I do - however - successfully write to Databricks using Datastream-In all of the time... If you need help setting this up - there's some nuance here - feel free to drop me a line. Basically you have to have the SQL endpoint set up in your ODBC and you need your token/PAT in both the read and write connection In-DB.

I hit that "you have found a bug" a bunch of times. I vaguely remember getting that extensively when I used summarize in-db on all of the fields prior to datastream out. On the write-side this may have had to do with improperly configured write connection string. my notes say the write Endpt needs to be https:// and needs to not end in / - it should also be set for Databricks bulk loader CSV

and while I'm commenting - Alteryx does NOT support append to existing with Databricks. you can set up a Sparks job to merge or something - but append to existing is not support. The product team told me last year they were working on incorporating Merge into it.

maamek · ‎02-14-2023

Thank you so much @apathetichell . Following you advice literally brought three days of work to an end even with an Open case with Alteryx support so thank you!

jheck

Have you had any issues writing larger datasets? I seem to have no issues writing tables of smaller sizes using what you oultined here using the In-Db Datastream-In tool, however, anytime I'm writing anything over 2GB it seems to error out. Is there a limit on Databricks that is causing the issue?

apathetichell

@jheck honestly it could be a bunch of things - but the first place I'd look is your cluster timeout policy - and where you are staging your data. If you are using a bulk loader (which you pretty much have to) you are moving it into a single location in your system - and then pushing it to Databricks (vs incremental api calls)- this can save time - but if your cluster goes to sleep during the inactivity - that won't work. You can enable driver logging in your odbc - but I'd look at cluster timeout first. If I was pushing large data - I'd probably push to S3 for staging.

jheck

I'm far from an expert on this, so I'm not entirely sure what you mean by push to S3 for staging.
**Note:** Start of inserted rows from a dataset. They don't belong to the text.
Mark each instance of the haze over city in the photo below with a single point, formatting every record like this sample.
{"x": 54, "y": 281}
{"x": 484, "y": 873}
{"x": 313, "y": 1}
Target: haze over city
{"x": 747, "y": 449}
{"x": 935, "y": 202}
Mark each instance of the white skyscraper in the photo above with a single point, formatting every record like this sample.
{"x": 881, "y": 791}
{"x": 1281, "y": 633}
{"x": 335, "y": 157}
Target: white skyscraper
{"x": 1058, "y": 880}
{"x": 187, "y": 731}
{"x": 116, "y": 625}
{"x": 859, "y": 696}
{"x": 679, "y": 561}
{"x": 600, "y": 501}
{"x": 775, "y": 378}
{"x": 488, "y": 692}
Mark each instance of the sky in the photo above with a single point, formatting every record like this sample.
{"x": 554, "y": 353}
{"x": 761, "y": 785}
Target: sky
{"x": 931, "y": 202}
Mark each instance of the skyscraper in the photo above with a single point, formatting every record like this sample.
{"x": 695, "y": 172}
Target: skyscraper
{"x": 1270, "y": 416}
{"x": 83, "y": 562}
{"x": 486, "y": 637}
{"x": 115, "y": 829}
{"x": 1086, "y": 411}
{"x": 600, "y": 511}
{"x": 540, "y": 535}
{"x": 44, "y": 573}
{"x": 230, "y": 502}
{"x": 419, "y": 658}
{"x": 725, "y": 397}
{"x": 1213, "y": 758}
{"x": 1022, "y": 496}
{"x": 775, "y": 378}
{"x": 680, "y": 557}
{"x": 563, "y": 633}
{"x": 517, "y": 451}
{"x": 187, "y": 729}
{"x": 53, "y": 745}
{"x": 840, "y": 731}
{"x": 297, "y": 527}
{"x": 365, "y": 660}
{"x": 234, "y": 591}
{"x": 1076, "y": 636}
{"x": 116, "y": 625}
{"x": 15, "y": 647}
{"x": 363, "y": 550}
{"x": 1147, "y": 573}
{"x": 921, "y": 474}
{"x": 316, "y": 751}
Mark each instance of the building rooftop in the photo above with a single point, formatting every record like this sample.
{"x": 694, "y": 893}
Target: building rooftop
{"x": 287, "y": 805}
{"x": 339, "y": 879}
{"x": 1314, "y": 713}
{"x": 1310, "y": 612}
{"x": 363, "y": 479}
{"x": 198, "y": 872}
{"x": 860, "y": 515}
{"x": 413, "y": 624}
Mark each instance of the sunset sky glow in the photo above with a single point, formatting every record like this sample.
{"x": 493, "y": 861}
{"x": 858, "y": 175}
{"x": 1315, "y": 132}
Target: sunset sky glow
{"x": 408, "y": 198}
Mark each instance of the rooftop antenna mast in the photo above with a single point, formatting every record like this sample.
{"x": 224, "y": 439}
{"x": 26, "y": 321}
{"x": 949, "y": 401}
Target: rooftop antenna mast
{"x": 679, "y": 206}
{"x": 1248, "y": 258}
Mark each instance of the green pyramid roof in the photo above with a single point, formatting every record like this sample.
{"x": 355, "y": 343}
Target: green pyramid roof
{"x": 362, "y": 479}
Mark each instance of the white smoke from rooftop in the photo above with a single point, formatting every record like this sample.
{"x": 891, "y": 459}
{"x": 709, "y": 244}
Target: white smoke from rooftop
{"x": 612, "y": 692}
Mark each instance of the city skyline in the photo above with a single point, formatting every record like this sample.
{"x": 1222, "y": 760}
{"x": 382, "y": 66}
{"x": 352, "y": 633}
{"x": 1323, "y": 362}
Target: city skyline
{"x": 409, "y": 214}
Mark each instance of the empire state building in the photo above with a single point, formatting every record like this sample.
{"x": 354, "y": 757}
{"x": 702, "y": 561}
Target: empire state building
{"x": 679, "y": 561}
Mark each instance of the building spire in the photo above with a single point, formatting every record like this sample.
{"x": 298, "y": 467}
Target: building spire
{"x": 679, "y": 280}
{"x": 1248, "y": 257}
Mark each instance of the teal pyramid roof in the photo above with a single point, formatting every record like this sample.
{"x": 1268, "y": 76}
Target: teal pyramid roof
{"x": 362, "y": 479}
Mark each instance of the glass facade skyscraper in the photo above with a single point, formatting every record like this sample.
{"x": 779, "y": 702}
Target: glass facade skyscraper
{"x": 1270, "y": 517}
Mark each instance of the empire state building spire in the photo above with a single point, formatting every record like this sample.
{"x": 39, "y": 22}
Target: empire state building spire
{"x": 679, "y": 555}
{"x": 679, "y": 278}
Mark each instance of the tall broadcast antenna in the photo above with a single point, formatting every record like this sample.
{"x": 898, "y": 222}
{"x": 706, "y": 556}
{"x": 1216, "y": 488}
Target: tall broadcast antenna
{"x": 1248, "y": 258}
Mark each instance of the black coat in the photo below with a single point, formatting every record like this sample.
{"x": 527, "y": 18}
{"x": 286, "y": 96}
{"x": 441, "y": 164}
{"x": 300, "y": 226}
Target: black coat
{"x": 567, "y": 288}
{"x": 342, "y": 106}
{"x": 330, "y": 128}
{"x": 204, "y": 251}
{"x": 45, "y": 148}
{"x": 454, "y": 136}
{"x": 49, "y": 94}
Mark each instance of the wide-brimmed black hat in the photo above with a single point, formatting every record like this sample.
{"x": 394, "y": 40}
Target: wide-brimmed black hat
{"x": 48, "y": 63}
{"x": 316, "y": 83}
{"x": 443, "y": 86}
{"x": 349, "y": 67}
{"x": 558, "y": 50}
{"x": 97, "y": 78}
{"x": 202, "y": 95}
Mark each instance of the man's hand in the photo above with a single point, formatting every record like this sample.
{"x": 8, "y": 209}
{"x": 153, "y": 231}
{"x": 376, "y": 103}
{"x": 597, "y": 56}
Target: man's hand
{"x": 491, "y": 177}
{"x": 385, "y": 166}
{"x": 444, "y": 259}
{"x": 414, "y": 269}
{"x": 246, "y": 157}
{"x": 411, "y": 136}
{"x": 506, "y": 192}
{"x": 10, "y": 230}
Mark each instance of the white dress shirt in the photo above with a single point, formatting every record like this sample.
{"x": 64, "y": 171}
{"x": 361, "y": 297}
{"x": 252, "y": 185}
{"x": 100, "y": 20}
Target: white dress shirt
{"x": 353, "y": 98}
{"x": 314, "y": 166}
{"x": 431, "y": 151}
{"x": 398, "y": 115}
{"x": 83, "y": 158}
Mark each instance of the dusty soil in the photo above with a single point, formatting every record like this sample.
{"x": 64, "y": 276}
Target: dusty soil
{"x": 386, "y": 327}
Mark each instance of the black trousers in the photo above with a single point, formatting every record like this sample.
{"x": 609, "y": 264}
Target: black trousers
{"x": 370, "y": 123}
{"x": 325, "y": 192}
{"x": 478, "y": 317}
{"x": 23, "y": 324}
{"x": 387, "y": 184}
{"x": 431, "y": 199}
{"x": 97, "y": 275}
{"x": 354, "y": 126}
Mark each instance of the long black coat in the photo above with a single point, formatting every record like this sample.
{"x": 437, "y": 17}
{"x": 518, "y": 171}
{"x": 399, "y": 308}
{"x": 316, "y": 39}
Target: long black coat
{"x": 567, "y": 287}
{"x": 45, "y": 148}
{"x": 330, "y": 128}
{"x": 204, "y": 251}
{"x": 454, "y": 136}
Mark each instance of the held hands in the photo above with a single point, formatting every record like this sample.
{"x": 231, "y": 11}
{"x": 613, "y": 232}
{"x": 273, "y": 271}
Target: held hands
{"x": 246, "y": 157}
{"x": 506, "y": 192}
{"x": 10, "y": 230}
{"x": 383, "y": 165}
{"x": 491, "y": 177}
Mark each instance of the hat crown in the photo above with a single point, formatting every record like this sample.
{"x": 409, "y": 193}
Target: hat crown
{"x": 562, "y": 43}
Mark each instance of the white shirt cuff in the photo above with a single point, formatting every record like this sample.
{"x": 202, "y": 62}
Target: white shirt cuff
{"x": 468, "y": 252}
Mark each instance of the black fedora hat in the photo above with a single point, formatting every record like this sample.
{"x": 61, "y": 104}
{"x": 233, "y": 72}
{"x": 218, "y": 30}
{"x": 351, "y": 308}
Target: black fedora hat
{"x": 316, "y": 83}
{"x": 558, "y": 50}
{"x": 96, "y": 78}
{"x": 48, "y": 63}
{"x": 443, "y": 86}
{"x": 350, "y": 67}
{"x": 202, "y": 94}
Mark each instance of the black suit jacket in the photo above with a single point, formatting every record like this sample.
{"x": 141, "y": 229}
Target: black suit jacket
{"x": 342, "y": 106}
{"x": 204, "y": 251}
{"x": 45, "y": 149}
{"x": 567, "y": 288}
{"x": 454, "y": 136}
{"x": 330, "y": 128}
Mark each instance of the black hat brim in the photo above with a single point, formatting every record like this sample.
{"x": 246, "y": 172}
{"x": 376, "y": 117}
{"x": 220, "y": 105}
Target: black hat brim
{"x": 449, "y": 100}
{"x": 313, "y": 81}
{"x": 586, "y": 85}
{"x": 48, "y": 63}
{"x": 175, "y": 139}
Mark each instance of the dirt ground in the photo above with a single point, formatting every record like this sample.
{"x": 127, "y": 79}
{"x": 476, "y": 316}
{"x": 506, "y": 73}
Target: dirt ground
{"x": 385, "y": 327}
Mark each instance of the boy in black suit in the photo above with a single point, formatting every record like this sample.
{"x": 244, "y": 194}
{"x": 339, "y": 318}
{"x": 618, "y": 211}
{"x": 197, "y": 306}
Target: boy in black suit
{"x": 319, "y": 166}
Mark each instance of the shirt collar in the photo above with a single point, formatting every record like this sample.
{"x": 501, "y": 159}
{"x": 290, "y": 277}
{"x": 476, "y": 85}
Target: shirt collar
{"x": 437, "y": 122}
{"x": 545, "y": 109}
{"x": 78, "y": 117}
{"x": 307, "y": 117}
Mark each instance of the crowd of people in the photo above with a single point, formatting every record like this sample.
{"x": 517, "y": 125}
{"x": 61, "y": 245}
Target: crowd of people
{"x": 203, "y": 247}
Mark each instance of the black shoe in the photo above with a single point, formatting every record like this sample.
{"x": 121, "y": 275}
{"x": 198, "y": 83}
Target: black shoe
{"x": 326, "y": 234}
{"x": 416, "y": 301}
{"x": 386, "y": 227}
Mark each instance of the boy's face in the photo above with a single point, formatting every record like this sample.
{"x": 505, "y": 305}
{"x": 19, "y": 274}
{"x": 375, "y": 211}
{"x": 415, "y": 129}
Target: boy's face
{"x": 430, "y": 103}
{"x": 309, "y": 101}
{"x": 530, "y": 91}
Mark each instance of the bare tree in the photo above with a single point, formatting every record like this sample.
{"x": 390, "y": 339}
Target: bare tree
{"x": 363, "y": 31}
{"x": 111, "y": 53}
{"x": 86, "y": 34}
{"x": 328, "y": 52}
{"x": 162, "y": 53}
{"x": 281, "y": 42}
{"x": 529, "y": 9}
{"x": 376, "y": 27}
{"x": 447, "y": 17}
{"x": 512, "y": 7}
Is this something that can be done in Alteryx? The other limitation I have is that I'm unable to receive a shared key for security reasons.

apathetichell

@jheck - sounds like my company. Usually (always) there's a storage system intertwined with your lakehouse (ie your lake)- which should be s3 or azure blob storage. You can use this to stage (write the files to) if you have keys. If you don't have access - I'd recommend:

1) request a longer timeout on the cluster (say 30 minutes vs 15).

2) batch your writes (write every x minutes)

3) if you can authenticate to your cloud (aws/azure) via cli you can transfer the file via cli vs internally in Alteryx.